Here’s an example of the over-complexity that results from too many laws on our books, and of the injustice that is inflicted as a result of that over-complexity. Jacob Gershman, writing in The Wall Street Journal‘s Law Blog describes an instance of rape that isn’t rape.
Here are two cases. In one, a man has sexual intercourse with a woman by tricking her into believing he was, in fact, her boyfriend. In another, a man has sexual intercourse with a woman by tricking her into believing he was, in fact, her husband.
A lower court convicted the man in the first case of rape, and an appellate court reversed—no rape had occurred. Here’s the law on that, as described by that appellate court:
…a victim of a crime is deemed “unconscious” when he or she is “not aware, knowing, perceiving, or cognizant of the essential characteristics of the act due to the perpetrator’s fraud in fact.

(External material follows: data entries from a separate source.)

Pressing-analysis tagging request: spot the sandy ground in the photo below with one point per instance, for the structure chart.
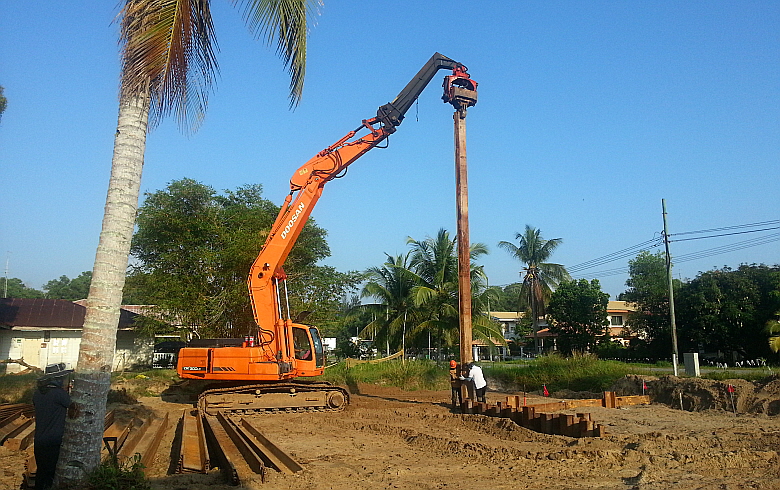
(389, 439)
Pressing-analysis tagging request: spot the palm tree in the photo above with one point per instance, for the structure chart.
(391, 286)
(540, 277)
(168, 65)
(773, 329)
(435, 264)
(3, 102)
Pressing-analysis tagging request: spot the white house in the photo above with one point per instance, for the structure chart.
(48, 331)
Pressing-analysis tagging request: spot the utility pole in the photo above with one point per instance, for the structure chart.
(675, 353)
(461, 92)
(5, 289)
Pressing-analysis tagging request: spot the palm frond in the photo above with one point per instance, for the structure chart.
(168, 51)
(284, 23)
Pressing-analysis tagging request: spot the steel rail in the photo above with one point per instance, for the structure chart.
(270, 452)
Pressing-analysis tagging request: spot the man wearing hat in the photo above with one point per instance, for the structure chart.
(51, 405)
(476, 377)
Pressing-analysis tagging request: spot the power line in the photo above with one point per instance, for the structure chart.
(733, 227)
(773, 237)
(577, 270)
(620, 254)
(724, 234)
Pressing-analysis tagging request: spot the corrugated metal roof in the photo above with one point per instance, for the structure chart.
(48, 313)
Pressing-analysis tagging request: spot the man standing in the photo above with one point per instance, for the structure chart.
(457, 398)
(476, 377)
(51, 405)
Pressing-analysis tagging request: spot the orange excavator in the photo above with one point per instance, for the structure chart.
(268, 371)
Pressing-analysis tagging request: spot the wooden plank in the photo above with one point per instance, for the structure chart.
(21, 440)
(14, 427)
(276, 457)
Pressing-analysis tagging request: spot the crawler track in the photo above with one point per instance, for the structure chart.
(278, 397)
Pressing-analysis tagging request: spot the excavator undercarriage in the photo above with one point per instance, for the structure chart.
(287, 396)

But pretending to be someone else is a fraud of “inducement” not “fact.” That means that the jury couldn’t convict [the…man] on that basis[.]
A married woman, similarly tricked (differing only by the…man…pretending to be husband rather than boyfriend), would get the rape conviction, as the appellate court also pointed out in its ruling in the first case.

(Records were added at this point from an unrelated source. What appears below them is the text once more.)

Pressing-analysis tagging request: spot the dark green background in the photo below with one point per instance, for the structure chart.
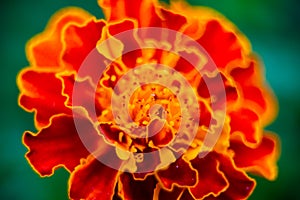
(271, 25)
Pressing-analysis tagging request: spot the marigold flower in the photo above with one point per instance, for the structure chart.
(172, 171)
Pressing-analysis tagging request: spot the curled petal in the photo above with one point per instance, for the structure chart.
(44, 50)
(211, 180)
(221, 45)
(260, 160)
(143, 11)
(240, 184)
(246, 123)
(41, 91)
(93, 180)
(175, 194)
(185, 176)
(80, 41)
(57, 145)
(131, 189)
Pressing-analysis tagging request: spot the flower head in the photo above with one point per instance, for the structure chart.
(155, 102)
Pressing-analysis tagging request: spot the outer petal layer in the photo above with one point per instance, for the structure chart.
(57, 145)
(261, 160)
(131, 189)
(41, 91)
(44, 50)
(93, 181)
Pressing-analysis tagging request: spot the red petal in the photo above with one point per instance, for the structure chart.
(221, 45)
(44, 50)
(240, 185)
(41, 91)
(169, 18)
(93, 181)
(211, 179)
(56, 145)
(261, 160)
(162, 194)
(80, 41)
(86, 98)
(185, 175)
(246, 122)
(131, 189)
(143, 11)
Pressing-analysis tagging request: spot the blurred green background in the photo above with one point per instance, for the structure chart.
(273, 27)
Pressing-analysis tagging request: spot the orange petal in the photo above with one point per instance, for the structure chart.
(169, 17)
(80, 41)
(221, 45)
(260, 160)
(179, 173)
(87, 99)
(57, 145)
(211, 179)
(41, 92)
(175, 194)
(143, 11)
(93, 181)
(131, 189)
(246, 123)
(44, 50)
(240, 185)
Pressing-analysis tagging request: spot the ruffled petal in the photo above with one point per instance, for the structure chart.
(41, 92)
(57, 145)
(222, 45)
(175, 194)
(80, 41)
(142, 11)
(240, 184)
(211, 180)
(245, 122)
(44, 50)
(131, 189)
(93, 180)
(185, 176)
(260, 160)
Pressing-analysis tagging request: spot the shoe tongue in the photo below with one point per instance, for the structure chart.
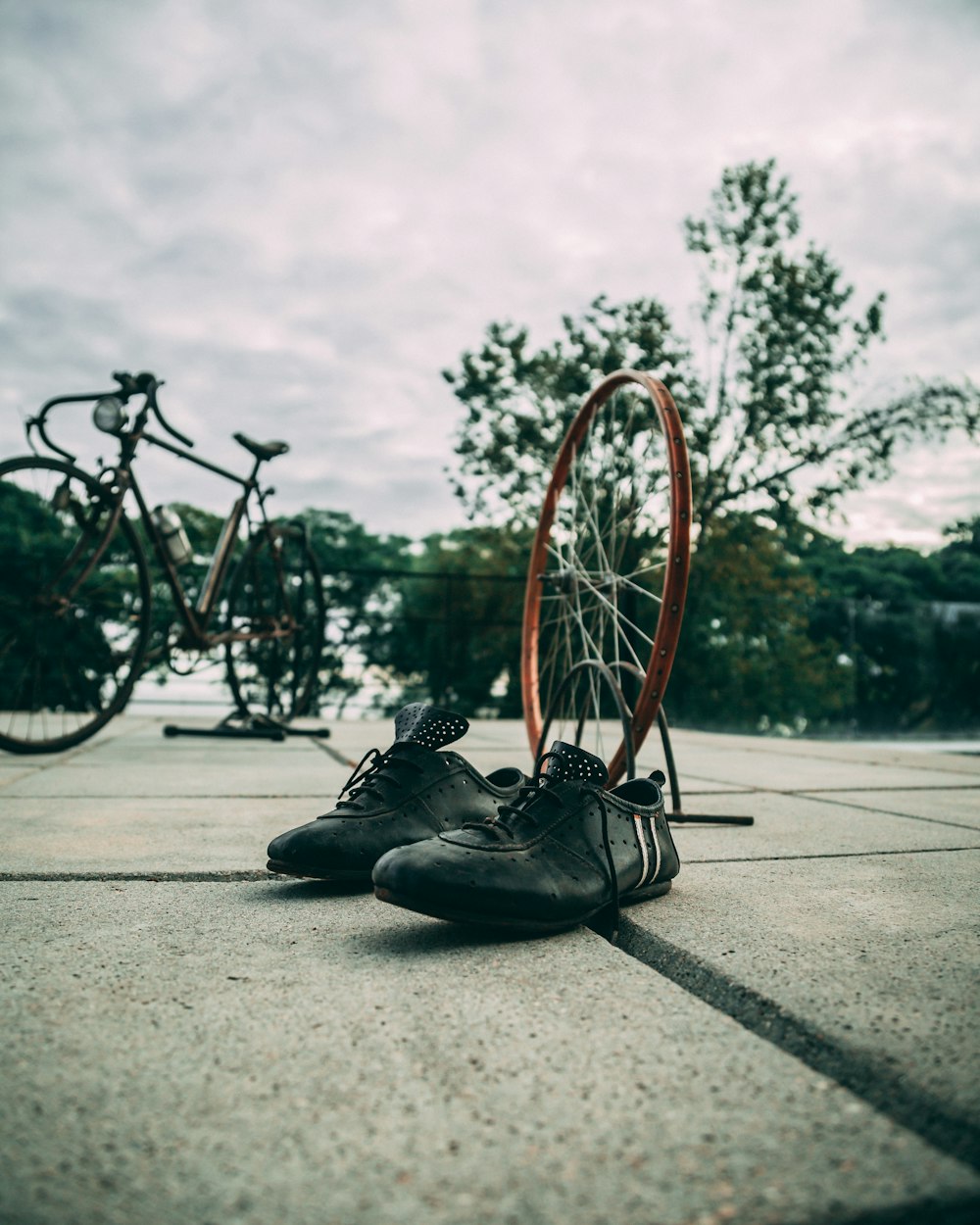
(427, 725)
(573, 764)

…California’s penal code “provides that rape includes an act of sexual intercourse ‘[w]here a person submits under the belief that the person committing the act is the victim’s spouse, and this belief is induced by any artifice, pretense, or concealment practiced by the accused, with intent to induce the belief.'”
California’s Attorney General Kamala Harris is on the case, though.
The evidence is clear that this case involved a nonconsensual assault that fits within the general understanding of what constitutes rape. This law is arcane, and I will work with the Legislature to fix it.
Look for yet another law on the books, rather than a merging of these two laws into a single one with a unified definition of rape.